Practicing Sportsmanship Beyond Olympics

September 1, 2004 -- Minus the one glaring exception of the wrestler who refused to compete on the mat with another due to political reasons (doubt athlete's decision), it was refreshing to see sportsmanship being displayed at the Olympics in Athens.

Sportsmanship was evident regardless of the competitive nature and athlete's country. Nor did the threat of a terrorist attack and the very tight security measures diminish the display of respect by each athlete for their peers representing another country.

Oddly, it is very hard to find sportsmanship in politics whether it is internal or dealing with other countries. Oh, I understand there are many extenuating circumstances that make it difficult to even consider the thought of sportsmanship, which is... fairness in following the rules of the game. Talk about what is not practiced too often by many politicians!
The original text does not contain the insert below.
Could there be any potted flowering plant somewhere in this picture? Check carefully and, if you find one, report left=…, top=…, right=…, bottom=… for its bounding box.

Now, fighting terrorism has nothing to do with sportsmanship. The terrible attacks on September 11, 2001 and those since then, including the two downed airliners in Russia this past week, exemplify just the opposite. Terrorists sense of fairness is... death to all others with the rules being whatever it takes to achieve their goals and waiting for however long to do so.  And those allied against this global foe with no country boundary cannot waver in this unconventional war regardless of how long it might take.

Of course, we do have control over our own approach to sportsmanship, which if practiced by definition, could influence others close to us . . . Then who knows what could eventually happen elsewhere and with whom.